If you need any further proof of how AI is encroaching on our lives, here's the story of an AI generated image that fooled the experts and won a photography competition.
The picture in question looks like a drone shot taken at sunrise as two surfers head out into the sea. The lighting is beautiful, perhaps too beautiful, and that's because nothing in the image exists in the real world.
The competition was run by electronics company Digidirect, and the win was announced via its Instagram account. The image, which was generated by a Sydney based company called Absolutely AI, was created as a test to showcase just how far AI has come.
"After learning that we had won, we came clean to the company and we returned the cash prize. So why did we do it? We did it to prove that we’re at a turning point with artificially intelligent technology by passing the ultimate test. Could an AI generated image not only slip by unnoticed (not one person who has seen the image has sensed anything out of the ordinary) but actually be awarded the top prize by a photography expert? The answer is resoundingly yes."
It was entered under the name of Jan van Eycke, a 15th century painter who created the most stolen artwork of all time, The Adoration of the Mystic Lamb. In an interview with News.com.au, Absolutely AI's Jamie Sissons, himself a photographer, stated, "As a creator, it is terrifying. I look back at the work that I have created. And if I’m being honest, it all looks so basic. I’ve won photography awards. I’ve won awards in filmmaking and things like that. And my stuff doesn’t look as good as what a machine can generate.”
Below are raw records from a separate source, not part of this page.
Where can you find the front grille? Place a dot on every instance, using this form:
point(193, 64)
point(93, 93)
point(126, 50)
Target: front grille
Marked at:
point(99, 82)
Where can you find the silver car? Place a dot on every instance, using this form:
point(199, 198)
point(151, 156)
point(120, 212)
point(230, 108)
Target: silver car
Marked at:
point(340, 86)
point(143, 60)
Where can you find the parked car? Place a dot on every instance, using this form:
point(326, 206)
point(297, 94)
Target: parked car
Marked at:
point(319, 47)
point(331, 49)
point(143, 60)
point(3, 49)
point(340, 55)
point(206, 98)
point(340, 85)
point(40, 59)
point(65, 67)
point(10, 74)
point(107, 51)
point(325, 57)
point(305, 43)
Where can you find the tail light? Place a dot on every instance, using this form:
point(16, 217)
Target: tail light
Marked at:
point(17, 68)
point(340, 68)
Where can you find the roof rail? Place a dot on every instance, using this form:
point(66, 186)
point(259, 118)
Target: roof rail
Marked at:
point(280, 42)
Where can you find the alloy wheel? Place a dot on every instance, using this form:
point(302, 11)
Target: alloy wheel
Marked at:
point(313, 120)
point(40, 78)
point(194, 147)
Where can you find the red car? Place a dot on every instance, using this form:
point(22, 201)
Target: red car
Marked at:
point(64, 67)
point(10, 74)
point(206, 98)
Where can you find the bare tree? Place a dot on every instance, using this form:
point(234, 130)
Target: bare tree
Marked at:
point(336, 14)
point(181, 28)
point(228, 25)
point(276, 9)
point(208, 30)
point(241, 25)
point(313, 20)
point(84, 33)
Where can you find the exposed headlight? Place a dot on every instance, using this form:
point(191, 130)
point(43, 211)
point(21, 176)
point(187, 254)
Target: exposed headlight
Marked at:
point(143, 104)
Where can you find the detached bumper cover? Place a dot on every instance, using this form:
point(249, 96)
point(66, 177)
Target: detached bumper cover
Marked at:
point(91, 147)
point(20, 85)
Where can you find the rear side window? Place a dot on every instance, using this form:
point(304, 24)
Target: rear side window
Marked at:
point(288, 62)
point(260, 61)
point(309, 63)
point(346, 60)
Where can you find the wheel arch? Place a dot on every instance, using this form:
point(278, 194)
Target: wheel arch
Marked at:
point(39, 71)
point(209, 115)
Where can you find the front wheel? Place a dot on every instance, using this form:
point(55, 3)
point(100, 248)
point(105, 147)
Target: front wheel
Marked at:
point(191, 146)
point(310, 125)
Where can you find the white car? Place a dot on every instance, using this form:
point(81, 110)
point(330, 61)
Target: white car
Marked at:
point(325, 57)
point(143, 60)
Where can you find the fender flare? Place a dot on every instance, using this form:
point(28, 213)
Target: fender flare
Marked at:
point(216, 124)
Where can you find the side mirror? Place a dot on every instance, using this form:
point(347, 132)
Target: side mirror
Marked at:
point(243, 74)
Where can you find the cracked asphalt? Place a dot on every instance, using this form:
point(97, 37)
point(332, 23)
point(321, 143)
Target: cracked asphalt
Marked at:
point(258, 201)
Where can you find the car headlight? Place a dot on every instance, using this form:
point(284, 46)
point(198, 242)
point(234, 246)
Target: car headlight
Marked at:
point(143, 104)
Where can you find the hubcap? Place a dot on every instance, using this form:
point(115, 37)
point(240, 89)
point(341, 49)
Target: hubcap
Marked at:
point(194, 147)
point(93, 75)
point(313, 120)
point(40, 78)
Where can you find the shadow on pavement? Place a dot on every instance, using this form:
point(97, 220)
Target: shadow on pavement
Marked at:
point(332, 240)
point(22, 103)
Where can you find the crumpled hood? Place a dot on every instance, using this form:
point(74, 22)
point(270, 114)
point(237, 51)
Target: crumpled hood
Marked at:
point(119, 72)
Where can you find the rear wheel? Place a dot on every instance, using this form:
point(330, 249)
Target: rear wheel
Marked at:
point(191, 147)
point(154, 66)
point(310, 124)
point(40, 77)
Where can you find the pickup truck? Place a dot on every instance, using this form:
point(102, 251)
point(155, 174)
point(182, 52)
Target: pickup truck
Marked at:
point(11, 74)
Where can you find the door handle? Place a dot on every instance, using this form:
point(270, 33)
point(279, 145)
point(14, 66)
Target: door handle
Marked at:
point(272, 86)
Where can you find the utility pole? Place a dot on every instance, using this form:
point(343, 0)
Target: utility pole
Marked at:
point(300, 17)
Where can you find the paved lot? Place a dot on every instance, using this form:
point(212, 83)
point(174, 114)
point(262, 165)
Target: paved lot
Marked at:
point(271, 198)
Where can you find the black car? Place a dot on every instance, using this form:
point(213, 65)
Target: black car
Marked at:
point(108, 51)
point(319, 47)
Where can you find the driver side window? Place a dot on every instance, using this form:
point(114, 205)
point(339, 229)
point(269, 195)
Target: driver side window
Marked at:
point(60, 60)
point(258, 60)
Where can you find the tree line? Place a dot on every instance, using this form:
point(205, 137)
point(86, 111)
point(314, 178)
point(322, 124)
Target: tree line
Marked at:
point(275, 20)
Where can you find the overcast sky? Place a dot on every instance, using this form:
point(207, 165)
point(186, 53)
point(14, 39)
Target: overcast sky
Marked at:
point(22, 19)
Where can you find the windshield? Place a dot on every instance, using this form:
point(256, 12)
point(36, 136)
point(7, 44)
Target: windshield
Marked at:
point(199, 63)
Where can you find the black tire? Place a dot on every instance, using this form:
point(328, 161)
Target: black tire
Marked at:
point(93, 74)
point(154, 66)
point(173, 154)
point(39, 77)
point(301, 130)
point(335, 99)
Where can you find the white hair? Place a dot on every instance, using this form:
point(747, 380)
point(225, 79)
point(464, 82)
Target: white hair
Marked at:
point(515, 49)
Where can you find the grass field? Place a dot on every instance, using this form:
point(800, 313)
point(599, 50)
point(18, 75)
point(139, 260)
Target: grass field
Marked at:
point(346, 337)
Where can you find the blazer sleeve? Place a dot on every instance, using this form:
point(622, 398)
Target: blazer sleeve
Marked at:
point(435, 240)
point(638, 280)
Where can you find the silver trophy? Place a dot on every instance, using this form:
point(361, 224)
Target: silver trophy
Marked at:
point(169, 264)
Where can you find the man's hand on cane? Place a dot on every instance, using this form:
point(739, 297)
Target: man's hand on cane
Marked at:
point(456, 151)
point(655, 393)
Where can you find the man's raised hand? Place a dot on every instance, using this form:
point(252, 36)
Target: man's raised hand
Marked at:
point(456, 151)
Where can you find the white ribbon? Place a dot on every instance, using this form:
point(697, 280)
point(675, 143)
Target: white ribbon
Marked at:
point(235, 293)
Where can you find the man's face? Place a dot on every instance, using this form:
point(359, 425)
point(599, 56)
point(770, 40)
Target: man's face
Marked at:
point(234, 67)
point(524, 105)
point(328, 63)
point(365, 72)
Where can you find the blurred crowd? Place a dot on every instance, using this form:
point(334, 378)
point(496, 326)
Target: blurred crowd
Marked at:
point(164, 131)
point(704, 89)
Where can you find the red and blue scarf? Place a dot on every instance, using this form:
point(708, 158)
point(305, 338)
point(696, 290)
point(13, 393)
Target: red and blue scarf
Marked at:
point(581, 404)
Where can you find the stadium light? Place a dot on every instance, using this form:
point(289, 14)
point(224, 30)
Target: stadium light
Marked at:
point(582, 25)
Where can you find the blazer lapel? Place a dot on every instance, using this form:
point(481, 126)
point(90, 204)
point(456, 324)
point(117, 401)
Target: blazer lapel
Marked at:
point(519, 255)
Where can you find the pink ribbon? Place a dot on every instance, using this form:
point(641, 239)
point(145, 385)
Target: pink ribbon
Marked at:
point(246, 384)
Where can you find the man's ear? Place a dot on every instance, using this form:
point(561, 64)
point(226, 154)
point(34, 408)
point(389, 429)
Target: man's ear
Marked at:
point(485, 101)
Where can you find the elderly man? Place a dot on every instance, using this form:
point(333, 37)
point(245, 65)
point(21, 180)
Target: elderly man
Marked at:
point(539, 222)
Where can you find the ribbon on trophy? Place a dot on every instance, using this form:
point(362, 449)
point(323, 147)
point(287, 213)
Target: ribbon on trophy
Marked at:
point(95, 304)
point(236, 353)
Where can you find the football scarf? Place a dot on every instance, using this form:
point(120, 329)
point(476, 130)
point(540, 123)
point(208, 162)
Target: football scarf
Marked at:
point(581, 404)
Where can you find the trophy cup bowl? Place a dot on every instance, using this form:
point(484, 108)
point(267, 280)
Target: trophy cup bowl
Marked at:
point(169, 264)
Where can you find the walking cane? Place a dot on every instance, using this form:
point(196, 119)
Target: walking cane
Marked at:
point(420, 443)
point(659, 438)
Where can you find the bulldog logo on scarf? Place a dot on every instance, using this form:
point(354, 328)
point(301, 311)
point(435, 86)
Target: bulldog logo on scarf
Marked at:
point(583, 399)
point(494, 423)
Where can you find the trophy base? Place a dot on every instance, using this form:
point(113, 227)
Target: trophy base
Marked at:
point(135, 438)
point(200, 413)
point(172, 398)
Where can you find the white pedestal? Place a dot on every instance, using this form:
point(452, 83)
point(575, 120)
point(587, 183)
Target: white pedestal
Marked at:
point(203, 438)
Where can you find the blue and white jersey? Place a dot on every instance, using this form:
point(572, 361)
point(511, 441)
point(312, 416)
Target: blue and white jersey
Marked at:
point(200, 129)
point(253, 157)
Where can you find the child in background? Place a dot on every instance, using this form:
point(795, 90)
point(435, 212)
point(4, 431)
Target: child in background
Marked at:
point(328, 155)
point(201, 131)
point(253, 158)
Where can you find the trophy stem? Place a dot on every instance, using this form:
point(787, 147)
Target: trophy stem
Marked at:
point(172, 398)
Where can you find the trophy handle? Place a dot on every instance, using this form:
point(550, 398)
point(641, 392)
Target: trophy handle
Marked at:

The competition win comes hot on the heels of Réponses Photo using AI to generate a front cover to its magazine that is indistinguishable from reality.
This front cover is entirely AI generated. Image: Réponses Photo.
Where will AI go from here?
The AI systems in question are not perfect, as we've seen in the past. However, although some of these images are taking hundreds of cycles to get the AI image generation tweaked just right, it still means that the human creator is not at the whim of the weather, or the lighting, or facing the expense of travelling.
On the one hand it's an affront to a photographer's hard graft to achieve perfection in the field, but on the other there is an insatiable demand for images on a day-to-day basis. As someone who often needs an image to illustrate an article on RedShark, even the largest stock library often doesn't contain precisely what is required. There's a very strong case for the use of AI generated images for this very use. The big question is, as the AI gets better, faster, and more accurate with less image generations needed for realistic results, what will this do to the field of photography?
We are certainly at a tipping point, where we will begin to see what the real consequences are. Not just in terms of the quality of imagery produced, or the effects on the photographic industry, but also in a legal sense. AI requires vast amounts of information to learn from, and with photographers and artists launching legal challenges to AI creators, there may be other avenues of income yet untapped.